Drawing from clinical observations, experimental models, and human single-cell transcriptomic data, I will demonstrate that sex is not a confounding variable in vascular disease, but a core biological signal that critically shapes vascular aging and repair. Historical concepts such as the Yentl Syndrome highlight how sex-specific cardiovascular differences have been recognized for decades, yet remain insufficiently resolved in both research design and clinical practice. Our work reveals that male and female vasculature employ distinct repair strategies following injury, differences that persist even after hormonal decline with aging. This led us to identify SIRT1, a longevity-associated gene, as a key intersection linking sex, aging, and vascular resilience. Using aortic dissection models, retinal microvasculature, and single-cell RNA sequencing of human specimens, we identify pericytes as a central but previously underappreciated regulator of vascular stability. Female tissues exhibit higher pericyte abundance, enhanced cytoskeletal remodeling programs, and superior microvascular integrity. In contrast, male tissues show reduced pericyte coverage, increased fibrosis, and vulnerability to collapse. Beyond vascular disease, we demonstrate that SIRT1-dependent pericyte dysfunction increases blood–brain barrier permeability, facilitating brain metastasis, and contributes to doxorubicin-induced cardiotoxicity. Remarkably, activated pericytes form tunneling nanotubes capable of directly transporting angiogenic factors such as VEGF, revealing a previously unknown mechanism of cell-intrinsic vascular repair and therapeutic delivery.

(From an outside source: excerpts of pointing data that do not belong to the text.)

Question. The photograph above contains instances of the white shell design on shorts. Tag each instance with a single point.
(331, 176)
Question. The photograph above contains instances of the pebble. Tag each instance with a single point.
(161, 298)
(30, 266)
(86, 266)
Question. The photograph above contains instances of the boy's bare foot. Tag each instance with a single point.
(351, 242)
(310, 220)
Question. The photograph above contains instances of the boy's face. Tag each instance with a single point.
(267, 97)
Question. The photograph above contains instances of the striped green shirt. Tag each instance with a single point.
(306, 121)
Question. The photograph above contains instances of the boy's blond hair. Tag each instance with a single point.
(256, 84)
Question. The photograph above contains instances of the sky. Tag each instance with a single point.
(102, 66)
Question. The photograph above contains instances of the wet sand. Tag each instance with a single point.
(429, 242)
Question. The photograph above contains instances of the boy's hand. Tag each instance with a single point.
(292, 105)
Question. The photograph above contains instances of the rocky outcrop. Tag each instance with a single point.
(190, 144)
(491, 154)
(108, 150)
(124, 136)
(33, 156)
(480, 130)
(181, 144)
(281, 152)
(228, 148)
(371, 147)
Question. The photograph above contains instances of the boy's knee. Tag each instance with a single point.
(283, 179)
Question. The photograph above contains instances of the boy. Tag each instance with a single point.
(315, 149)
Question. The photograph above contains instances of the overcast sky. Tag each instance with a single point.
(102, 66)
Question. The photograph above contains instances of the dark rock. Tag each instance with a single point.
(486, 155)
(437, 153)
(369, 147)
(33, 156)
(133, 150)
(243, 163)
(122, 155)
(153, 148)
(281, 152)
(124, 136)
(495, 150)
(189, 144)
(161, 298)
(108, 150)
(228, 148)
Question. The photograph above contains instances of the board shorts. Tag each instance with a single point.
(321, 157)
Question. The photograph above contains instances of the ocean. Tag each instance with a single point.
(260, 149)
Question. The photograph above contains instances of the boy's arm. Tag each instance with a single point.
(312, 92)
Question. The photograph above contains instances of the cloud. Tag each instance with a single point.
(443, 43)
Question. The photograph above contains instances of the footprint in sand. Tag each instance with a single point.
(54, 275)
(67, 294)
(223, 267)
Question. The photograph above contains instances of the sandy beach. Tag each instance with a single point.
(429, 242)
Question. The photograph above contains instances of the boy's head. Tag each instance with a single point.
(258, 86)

In conclusion, this lecture proposes a paradigm shift: sex-aware, microvascular-centered precision medicine is essential for addressing aging-related diseases. By redefining sex as biological signal rather than experimental noise, and pericytes as active therapeutic agents rather than passive support cells, we aim to outline a future blueprint for predictive, resilient, and minimally invasive vascular medicine in an aging society.